Solvation and Binding of the Membrane Enzyme Pagp By Detergents and Lipids

Abstract

The solvation of membrane proteins by detergents is a necessary step for structure determination by NMR and X-ray crystallography, and yet this process remains poorly understood. The severe under-representation of membrane proteins amongst proteins of known structure is a direct consequence of the difficulties associated with the solubilization of the large hydrophobic faces presented by this important class of proteins.
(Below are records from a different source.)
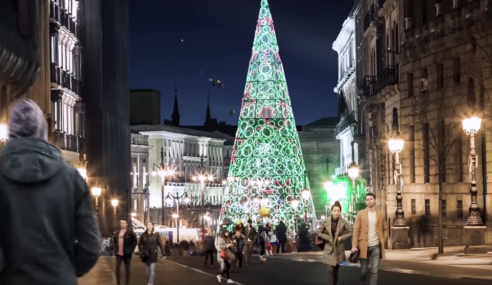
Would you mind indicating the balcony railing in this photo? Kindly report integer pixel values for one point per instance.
(372, 85)
(67, 142)
(62, 17)
(65, 79)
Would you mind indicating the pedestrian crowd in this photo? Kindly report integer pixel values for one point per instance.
(50, 234)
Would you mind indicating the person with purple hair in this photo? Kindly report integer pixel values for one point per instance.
(49, 234)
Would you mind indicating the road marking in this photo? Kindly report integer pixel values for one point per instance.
(200, 271)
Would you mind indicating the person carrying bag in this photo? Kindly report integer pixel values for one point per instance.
(334, 231)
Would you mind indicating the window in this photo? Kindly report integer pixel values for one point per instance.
(457, 70)
(440, 75)
(427, 207)
(412, 154)
(410, 84)
(459, 209)
(459, 145)
(426, 153)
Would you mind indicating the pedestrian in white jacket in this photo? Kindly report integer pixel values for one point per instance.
(219, 259)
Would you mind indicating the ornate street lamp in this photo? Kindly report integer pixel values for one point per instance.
(170, 198)
(396, 146)
(114, 203)
(471, 126)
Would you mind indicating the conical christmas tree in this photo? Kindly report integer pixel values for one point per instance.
(267, 173)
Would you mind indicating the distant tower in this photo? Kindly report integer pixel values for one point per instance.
(175, 116)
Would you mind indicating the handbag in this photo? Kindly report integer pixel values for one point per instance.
(320, 243)
(354, 257)
(223, 254)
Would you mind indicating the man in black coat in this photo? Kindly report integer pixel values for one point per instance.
(124, 241)
(49, 232)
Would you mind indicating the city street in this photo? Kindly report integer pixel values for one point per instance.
(277, 270)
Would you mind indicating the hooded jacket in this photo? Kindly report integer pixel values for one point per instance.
(49, 230)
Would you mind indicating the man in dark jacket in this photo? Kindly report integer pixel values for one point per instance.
(124, 241)
(49, 234)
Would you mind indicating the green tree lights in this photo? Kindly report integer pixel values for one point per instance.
(267, 168)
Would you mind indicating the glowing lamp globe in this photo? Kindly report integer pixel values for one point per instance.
(305, 194)
(396, 145)
(294, 203)
(265, 212)
(96, 191)
(353, 171)
(328, 185)
(472, 125)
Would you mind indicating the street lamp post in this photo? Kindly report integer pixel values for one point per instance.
(475, 230)
(96, 192)
(163, 171)
(353, 173)
(202, 178)
(114, 202)
(327, 185)
(170, 198)
(399, 229)
(295, 203)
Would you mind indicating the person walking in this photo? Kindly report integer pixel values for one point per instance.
(124, 241)
(334, 231)
(209, 248)
(225, 246)
(220, 261)
(239, 248)
(148, 245)
(370, 233)
(50, 234)
(250, 235)
(281, 232)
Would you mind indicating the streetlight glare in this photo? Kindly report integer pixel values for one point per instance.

The prominence of these membrane proteins as important drug targets provides a strong impetus for the rational design of new detergents or cofactors to assist the solubilization of hydrophobic faces while maintaining structural integrity. To this end, we begin by investigating the process of detergent self-aggregation, utilizing molecular dynamics simulations to characterize the atomic interactions that underlie the dynamic aggregation of detergents in aqueous solution. We determine the critical micelle concentration and the equilibrium aggregation number based on generalized ensemble methods and, separately, thermodynamic cycles involving non-physical order parameters that are more computationally efficient. Next, we apply similar methods to study the aggregation of detergents around the bacterial outer membrane enzyme and virulence factor PagP. These studies shed light on the process of protein self aggregation in solution and the atomistic mechanisms by which detergents may prevent protein precipitation at high concentrations. Finally, we draw functional conclusions for PagP, an acyltransferase that binds and catalyses its own lipid solvent.